A dark post is a paid social media ad that doesn't appear on your profile or page timeline — it only shows to the targeted audience. Useful for A/B testing without cluttering your feed.
Tags:social media adsFacebook AdstargetingA/B testingunpublished posts

A dark post (officially called an "unpublished page post" on Meta) is a social media ad that doesn't appear on your business page timeline. It exists only as a paid ad, visible exclusively to the audience you target.

Your followers never see it unless they happen to be in the target audience. Your page feed stays clean.

Why Dark Posts Exist

The problem they solve is simple: if you want to test 10 different ad variations, you don't want 10 promotional posts cluttering your page. Dark posts let you run extensive A/B testing behind the scenes.

Common uses:

  • Testing ad creatives — run multiple image/video variations without publishing all of them
  • Targeting different audiences — show different messages to different segments (e.g., one version for cold audiences, another for retargeting)
  • Localizing content — run location-specific ads without confusing followers in other regions
  • Controlling brand perception — keep your page editorial while running direct-response ads separately

Dark Posts on Meta (Facebook/Instagram)

On Meta's ad platform, every ad you create through Ads Manager is technically a dark post unless you specifically choose an existing page post. When you create a new ad in the campaign builder, it's unpublished by default.

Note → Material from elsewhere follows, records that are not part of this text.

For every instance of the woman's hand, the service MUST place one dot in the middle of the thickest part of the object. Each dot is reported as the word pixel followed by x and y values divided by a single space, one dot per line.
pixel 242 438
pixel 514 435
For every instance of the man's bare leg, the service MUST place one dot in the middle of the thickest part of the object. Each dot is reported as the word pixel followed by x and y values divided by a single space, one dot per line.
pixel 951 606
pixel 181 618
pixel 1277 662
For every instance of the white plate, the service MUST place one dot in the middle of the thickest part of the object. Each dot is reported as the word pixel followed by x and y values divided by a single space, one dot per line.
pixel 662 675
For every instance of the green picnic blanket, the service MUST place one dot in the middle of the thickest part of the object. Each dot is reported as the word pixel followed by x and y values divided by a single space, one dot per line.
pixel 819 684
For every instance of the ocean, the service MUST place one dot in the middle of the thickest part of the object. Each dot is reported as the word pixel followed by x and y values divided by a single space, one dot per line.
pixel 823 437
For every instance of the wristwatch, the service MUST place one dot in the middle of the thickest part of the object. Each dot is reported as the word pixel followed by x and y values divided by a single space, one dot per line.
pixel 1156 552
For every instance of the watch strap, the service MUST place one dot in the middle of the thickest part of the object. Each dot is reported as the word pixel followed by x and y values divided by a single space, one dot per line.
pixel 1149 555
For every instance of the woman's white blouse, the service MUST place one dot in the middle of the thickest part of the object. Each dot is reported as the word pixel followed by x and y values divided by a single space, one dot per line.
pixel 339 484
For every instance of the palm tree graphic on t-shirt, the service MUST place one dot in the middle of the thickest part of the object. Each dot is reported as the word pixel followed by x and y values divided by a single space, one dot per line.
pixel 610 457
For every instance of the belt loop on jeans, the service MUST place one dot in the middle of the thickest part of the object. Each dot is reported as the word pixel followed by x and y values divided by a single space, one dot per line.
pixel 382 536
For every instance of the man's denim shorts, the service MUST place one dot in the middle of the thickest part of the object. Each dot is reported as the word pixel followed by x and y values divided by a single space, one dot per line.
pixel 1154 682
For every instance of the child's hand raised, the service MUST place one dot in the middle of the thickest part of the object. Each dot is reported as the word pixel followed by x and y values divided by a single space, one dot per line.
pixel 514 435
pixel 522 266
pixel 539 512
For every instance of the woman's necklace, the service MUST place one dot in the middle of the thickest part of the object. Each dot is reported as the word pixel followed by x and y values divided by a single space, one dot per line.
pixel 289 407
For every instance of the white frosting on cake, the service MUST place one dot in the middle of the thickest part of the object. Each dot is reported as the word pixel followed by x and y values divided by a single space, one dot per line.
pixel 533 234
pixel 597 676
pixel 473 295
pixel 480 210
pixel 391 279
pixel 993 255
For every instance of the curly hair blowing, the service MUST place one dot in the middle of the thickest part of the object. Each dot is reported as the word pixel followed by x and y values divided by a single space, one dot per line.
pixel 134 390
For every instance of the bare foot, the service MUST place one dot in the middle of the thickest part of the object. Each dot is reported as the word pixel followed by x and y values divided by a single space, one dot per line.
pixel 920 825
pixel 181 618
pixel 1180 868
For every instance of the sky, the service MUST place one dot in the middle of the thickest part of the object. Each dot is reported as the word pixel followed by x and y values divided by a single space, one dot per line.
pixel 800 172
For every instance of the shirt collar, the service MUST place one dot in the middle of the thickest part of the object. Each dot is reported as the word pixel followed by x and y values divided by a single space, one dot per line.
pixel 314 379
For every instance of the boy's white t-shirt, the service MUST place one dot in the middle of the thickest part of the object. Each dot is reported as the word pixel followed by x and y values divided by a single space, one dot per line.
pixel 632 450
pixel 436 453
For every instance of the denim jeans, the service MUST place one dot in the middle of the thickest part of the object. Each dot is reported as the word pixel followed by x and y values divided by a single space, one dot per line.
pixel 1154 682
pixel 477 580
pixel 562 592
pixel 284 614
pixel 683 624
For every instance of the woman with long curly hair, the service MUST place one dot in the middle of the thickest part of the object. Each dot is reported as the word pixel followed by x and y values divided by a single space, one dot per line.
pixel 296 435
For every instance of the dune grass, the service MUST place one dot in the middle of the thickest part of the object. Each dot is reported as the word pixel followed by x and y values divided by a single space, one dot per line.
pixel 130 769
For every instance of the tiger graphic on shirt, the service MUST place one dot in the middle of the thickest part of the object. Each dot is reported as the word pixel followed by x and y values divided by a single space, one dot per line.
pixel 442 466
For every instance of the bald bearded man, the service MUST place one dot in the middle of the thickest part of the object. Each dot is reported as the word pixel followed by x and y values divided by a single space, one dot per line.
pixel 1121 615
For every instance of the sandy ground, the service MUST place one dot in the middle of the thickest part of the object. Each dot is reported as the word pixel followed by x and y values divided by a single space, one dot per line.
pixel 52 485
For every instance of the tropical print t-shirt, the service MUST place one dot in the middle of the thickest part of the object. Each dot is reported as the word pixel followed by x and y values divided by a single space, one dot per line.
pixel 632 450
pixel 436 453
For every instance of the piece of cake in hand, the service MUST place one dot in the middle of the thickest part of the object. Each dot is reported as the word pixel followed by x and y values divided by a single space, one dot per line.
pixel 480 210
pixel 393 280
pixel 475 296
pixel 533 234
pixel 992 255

The post accumulates engagement (likes, comments, shares) just like a regular post — it just doesn't live on your page. You can find and manage these posts in the Page Posts section of your Meta Business Suite.

If a dark post performs exceptionally well, you can convert it into a published page post to leverage the social proof (likes, comments) it accumulated. This is a common tactic — let the ad system validate the creative, then publish the winner.